Avoiding the Pitfalls of Printing and Applying Two Labels to a Case or Pallet

Executive Summary

Creating an integrated system for customers by configure software and hardware and implementing a verification process.

Some retailers require their suppliers to apply two identical labels to different faces of a case or pallet. This is done to speed locating or processing the order when it arrives. Additionally, some government regulations mandate this practice as well. Non-compliance can result in fines or rejection of an entire shipment.

On the manufacturer’s side, the challenge comes with maintaining the production speed of the shipping process while also applying two matching labels. Both labels must share the same unique data; serial number, lot number, date/time, etc.

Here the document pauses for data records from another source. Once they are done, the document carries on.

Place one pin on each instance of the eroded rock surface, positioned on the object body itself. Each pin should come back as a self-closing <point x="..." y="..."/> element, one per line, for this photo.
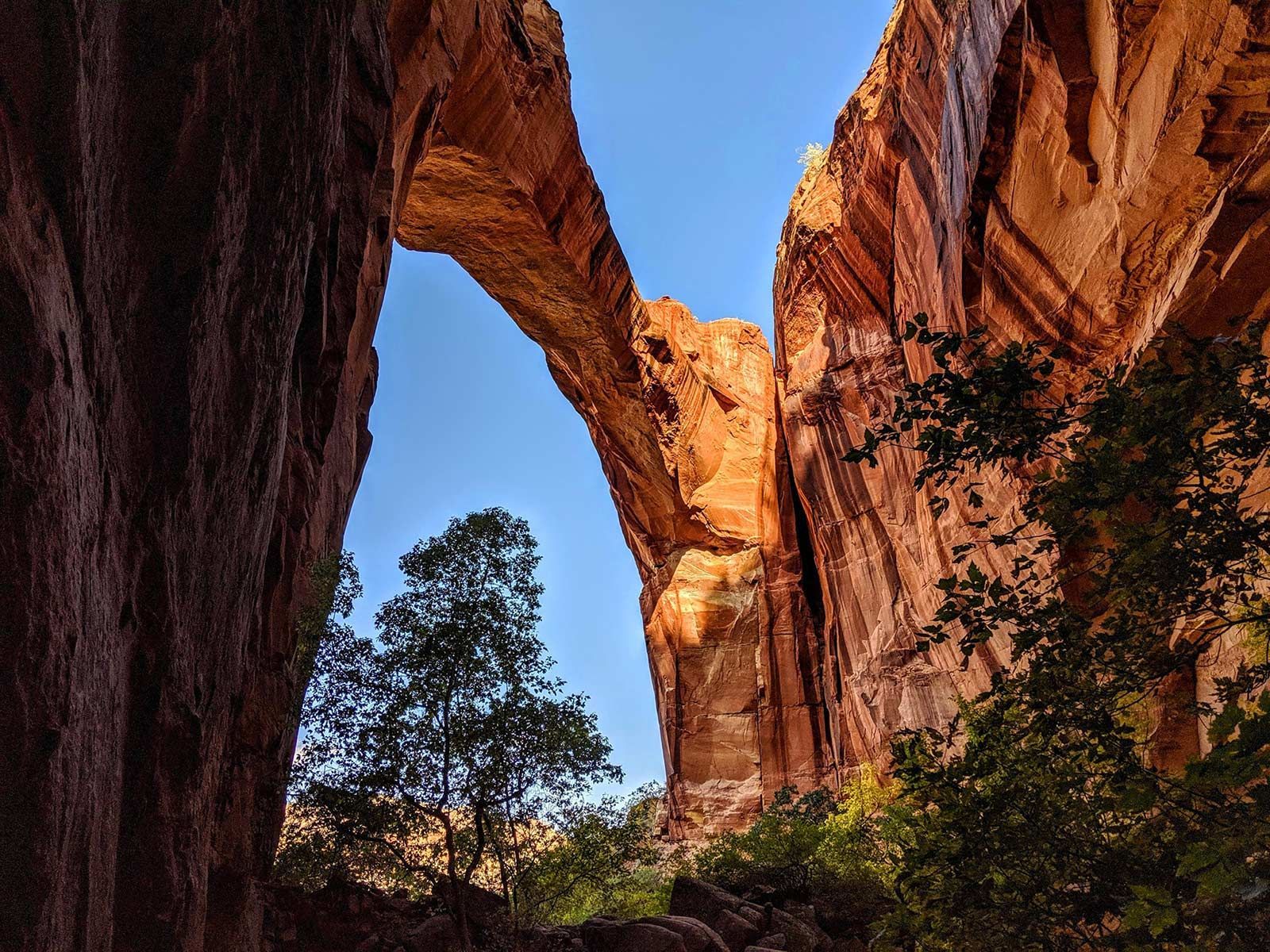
<point x="1081" y="175"/>
<point x="197" y="213"/>
<point x="197" y="209"/>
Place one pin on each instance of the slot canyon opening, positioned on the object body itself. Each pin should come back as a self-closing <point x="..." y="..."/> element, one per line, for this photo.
<point x="467" y="416"/>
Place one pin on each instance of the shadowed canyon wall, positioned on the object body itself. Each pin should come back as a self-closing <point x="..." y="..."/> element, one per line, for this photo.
<point x="197" y="213"/>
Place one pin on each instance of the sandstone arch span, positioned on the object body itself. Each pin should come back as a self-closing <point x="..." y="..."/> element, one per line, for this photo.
<point x="197" y="209"/>
<point x="197" y="213"/>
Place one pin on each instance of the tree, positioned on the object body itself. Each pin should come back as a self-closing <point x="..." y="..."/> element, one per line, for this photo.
<point x="1045" y="818"/>
<point x="441" y="747"/>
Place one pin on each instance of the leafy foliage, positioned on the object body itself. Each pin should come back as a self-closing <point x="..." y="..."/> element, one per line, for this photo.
<point x="1045" y="818"/>
<point x="816" y="846"/>
<point x="446" y="749"/>
<point x="602" y="861"/>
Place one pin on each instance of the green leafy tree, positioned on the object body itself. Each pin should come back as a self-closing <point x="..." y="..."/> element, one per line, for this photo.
<point x="596" y="858"/>
<point x="432" y="754"/>
<point x="1045" y="818"/>
<point x="825" y="847"/>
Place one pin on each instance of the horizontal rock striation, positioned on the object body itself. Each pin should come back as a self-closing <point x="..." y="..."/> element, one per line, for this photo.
<point x="197" y="215"/>
<point x="1083" y="175"/>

This challenge is further complicated by mechanical and technical challenges that can result in only a single label being applied or, worse yet, mismatching labels being applied to the same container.

Out of Sync

The normal method is to use two printers to execute the same print job at the same time and apply the labels to the package. It is also where the challenges occur. If the software correctly renders and sends the print job to the two printers simultaneously, label jams, running out of consumables or failed sensor triggering can cause the two printers to get out of sync. When this happens, two different labels with distinctly different data get applied.

Label Software Configuration

Label printing starts with the labeling software. Most major software brands offer the feature set required to print duplicate labels. The key is to determine which program will integrate best into an existing packaging system. For a high-volume automated pallet label application at a major food manufacturer, we used TEKLYNX’s CODESOFT. For another major prepared food manufacture, NiceLabel Business Cloud was the best choice. Both provided the capabilities, but each had unique strengths that best fit the clients’ specific needs.

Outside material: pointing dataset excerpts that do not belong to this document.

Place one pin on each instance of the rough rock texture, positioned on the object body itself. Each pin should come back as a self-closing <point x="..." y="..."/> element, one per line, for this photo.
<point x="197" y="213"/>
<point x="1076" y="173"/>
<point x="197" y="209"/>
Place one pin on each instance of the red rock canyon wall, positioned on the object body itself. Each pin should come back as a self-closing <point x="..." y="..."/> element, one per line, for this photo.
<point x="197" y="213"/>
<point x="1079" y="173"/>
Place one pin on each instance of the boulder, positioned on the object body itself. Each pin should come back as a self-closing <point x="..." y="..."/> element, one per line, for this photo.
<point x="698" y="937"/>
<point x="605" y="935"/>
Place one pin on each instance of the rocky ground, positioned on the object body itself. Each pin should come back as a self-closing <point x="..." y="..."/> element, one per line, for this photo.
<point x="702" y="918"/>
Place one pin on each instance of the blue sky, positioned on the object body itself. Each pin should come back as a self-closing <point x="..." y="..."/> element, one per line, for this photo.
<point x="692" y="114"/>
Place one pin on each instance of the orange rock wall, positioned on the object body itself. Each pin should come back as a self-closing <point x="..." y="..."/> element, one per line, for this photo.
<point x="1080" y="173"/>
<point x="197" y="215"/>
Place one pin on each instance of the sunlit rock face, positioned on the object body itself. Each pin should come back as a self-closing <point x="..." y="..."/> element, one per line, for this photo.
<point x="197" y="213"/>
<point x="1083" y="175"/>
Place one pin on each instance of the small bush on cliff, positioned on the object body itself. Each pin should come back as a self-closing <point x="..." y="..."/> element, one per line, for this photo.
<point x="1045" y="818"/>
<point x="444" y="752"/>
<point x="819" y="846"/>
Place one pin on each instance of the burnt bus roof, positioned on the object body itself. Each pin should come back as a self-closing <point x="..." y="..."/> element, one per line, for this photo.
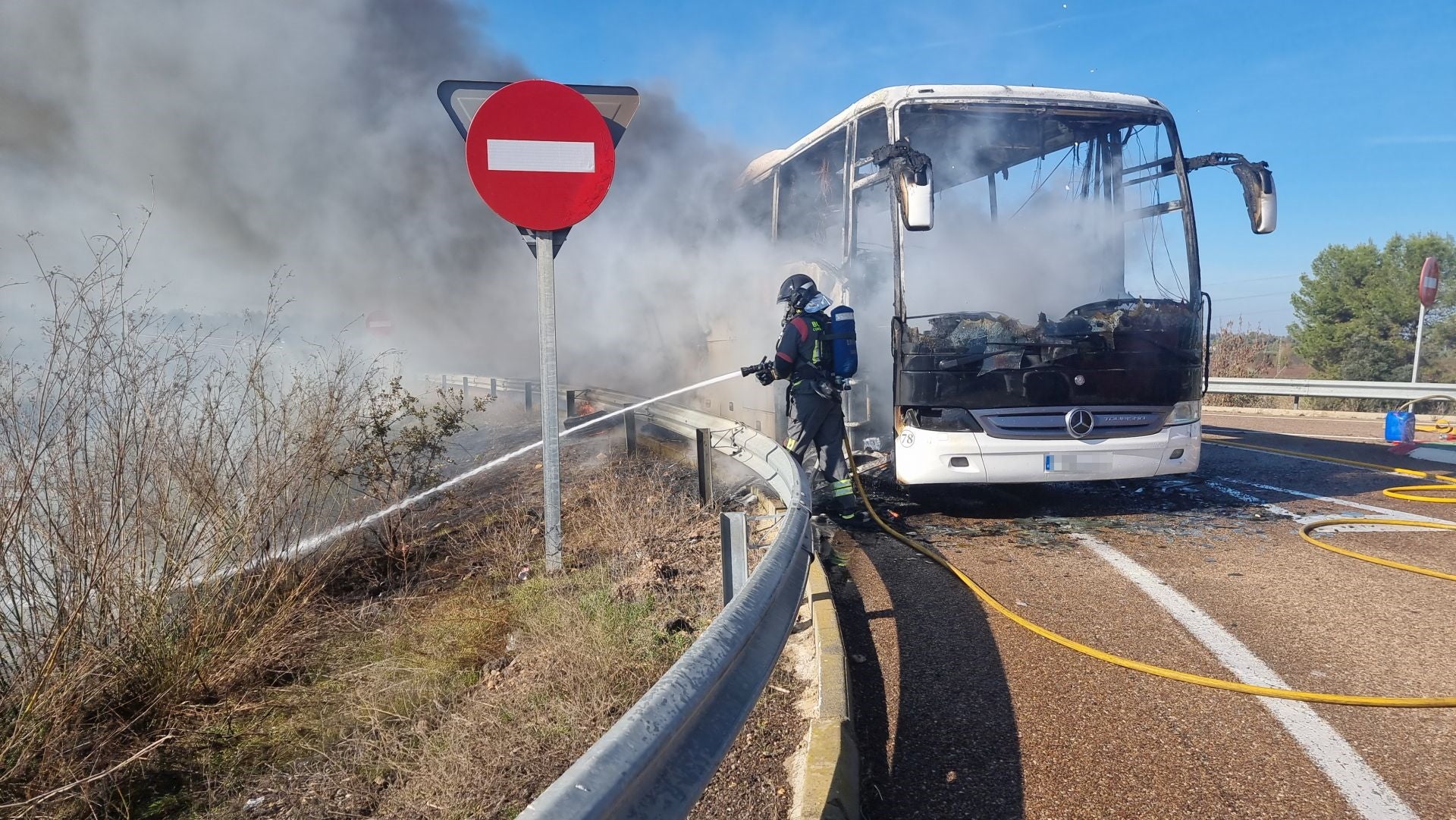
<point x="894" y="95"/>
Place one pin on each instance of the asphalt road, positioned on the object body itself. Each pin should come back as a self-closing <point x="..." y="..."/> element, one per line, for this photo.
<point x="965" y="714"/>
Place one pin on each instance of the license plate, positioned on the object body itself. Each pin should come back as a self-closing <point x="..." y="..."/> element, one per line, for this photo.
<point x="1068" y="462"/>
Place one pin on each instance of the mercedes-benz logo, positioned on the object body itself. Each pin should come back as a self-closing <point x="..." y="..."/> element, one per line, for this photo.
<point x="1079" y="423"/>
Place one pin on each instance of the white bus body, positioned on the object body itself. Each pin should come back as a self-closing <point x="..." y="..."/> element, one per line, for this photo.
<point x="1002" y="206"/>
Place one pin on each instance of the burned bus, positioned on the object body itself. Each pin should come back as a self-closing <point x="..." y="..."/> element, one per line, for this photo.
<point x="1024" y="269"/>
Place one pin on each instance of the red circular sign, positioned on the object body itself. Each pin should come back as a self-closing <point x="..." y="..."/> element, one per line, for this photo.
<point x="1430" y="280"/>
<point x="541" y="155"/>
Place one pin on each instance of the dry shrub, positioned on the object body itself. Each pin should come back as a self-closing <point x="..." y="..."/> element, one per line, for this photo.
<point x="1242" y="353"/>
<point x="149" y="471"/>
<point x="469" y="699"/>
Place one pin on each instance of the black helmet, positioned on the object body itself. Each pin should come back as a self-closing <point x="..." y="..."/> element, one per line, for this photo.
<point x="797" y="291"/>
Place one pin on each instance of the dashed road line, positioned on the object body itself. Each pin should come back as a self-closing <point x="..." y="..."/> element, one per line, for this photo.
<point x="1362" y="787"/>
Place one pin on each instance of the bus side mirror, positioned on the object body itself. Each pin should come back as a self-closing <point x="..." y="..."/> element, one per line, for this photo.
<point x="1258" y="196"/>
<point x="910" y="174"/>
<point x="916" y="203"/>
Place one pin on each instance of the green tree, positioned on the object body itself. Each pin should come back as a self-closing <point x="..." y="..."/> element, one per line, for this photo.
<point x="1354" y="312"/>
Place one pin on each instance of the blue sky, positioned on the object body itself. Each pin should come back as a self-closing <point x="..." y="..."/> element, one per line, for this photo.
<point x="1351" y="104"/>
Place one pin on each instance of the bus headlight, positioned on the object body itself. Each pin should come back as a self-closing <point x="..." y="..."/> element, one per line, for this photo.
<point x="1184" y="413"/>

Most industrial printers can accept print jobs that require duplicates. We used both SATO and Zebra print engines with ID Technology, such as ProMach Group, print applicators for the projects. The industrial thermal printers also offer additional features that can keep them in sync with the other printer executing the job.

Barcode and Vision Verification

Once the system for applying the duplicate labels has been implemented, verification is the next step. To ensure that the labels were printed and applied correctly, we deployed Sigo’s Efficient Pallet Labeling System (EPLS) software with Datalogic fixed position scanners and vision cameras. The barcode scanners can quickly and easily verify a readable barcode on the label and make sure that the unique ID embedded in it is correct. Vision scanners, although trickier to set up, can both read the barcode and check other aspects of the label. This two-layer approach ensures that all customer or government compliance standards are met.

If a case or pallet fails the verification step, it can be flagged and removed from the shipping line. If EPLS detects a missing or defective label, it will automatically print a replacement label on a downstream printer. The forklift operator, seeing the reprinted label, then takes it and applies it to the container.

Getting it All to Work

Creating a packaging labeling solution that tackles these challenges does not require one to become a deep expert in labeling systems. Instead, a skilled label systems integrator like EBI can help bring all the key elements together based on their knowledge of available systems and prior experience. The result is that these complex systems can work reliably with minimal user effort or training. A critical element of this success is the EBI methodology of Analysis, Proof of Concept, Pilot, Roll-out and Maintenance. By following this process, we divide the project into small parts and built the system one piece at a time.